Goal: Figure out a way to find players that are high performing but maybe not highly paid that you can steal to get the team to the playoffs!
Details:
We first imported all of our data and merged our two data sets. We also want to clean the dataset to exclude any rows that have NA’s or any duplicate players. We also want to normalize the variables we are interested in looking at.
We can see with all three of the plots below that each of these three variables: points scored, minutes played, and age all correlate well with salary. Because of this we want to use these variables to create our clusters.
Began clustering with K = 2, to see how it performs. Will eventually consider running more clusters after examining elbow and Nbclust methods.
Want to visualize what our two clusters for salary look like across three pointers and minutes played. From here we can see that those dark blue ones in the top right are the players we may be interested in recruiting to play for us because they are scoring a lot of threes and playing a lot of minutes, however are still getting paid on the lower end of the payscale.
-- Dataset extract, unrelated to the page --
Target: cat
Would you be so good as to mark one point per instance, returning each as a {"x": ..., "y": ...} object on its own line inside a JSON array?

We also want to view this in 3D so we can look at our third variable which is age and see how that impacts minutes played and three pointers scored and see if it gives us additional information on which players we should consider underpaid.
We see from this that our variance accounted for by clusters is .44.We will use this to compare this when we use other N’s.
## [1] 0.4448182
We want to run the elbow method to assess if it would be worth it to use another K value besides 2. We can see from here that at K = 3, we start to see a way more significant diminish in return. Thus, it may be worth it to bump our K up to 3, however it doesn’t seem to make a huge increase in inter-cluster variance/total variance after K = 3.
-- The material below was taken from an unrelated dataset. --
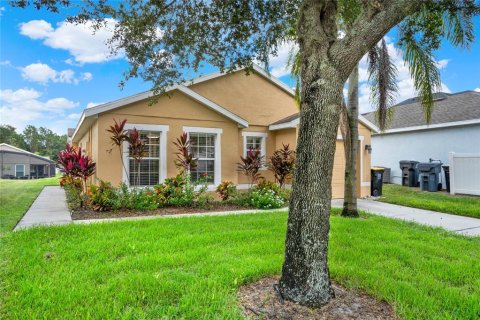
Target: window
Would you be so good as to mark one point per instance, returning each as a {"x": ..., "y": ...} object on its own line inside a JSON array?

We also want to look at NbClust to see which methods recommend which number of clusters. When we look at the histogram here we can see that K = 2,3, and 5 are the most frequently suggested number of clusters. Because we have already done K = 2, and according to the elbow method we saw diminishing return after 3, my suggestion would be to also run K = 3 and see if we can gather additional insights from three clusters.
In the steps below I repeat our first few steps, however now using K = 3. Then we will re-plot and re-visualize in order to pick the players in which we believe to be underpaid that we should consider recruiting for the wizards.
As expected, we see higher variance accounted for by clusters when using K = 3, versus K = 2.
## [1] 0.6212126
Ultimately, after looking at our visualizations my suggestion would be to recruit Donovan Mitchell from the Utah Jazz, Trae Young from the Atlanta Hawkes, and Luka Dončić from the Dallas Mavericks. I’ve selected these three players after the rigorous clustering process above. These are our best choices of players because they are high performing, yet underpaid. From our visualizations we can see that these players are playing a lot of minutes and are scoring a lot of pointers, but are getting paid relatively low amounts in comparison to other top performers. This also holds true for their age being relatively young in terms of all of our players. Thus, after this clustering exercise it is true that our best bet of making it to the finals this year is to recruit these players to the Wizards.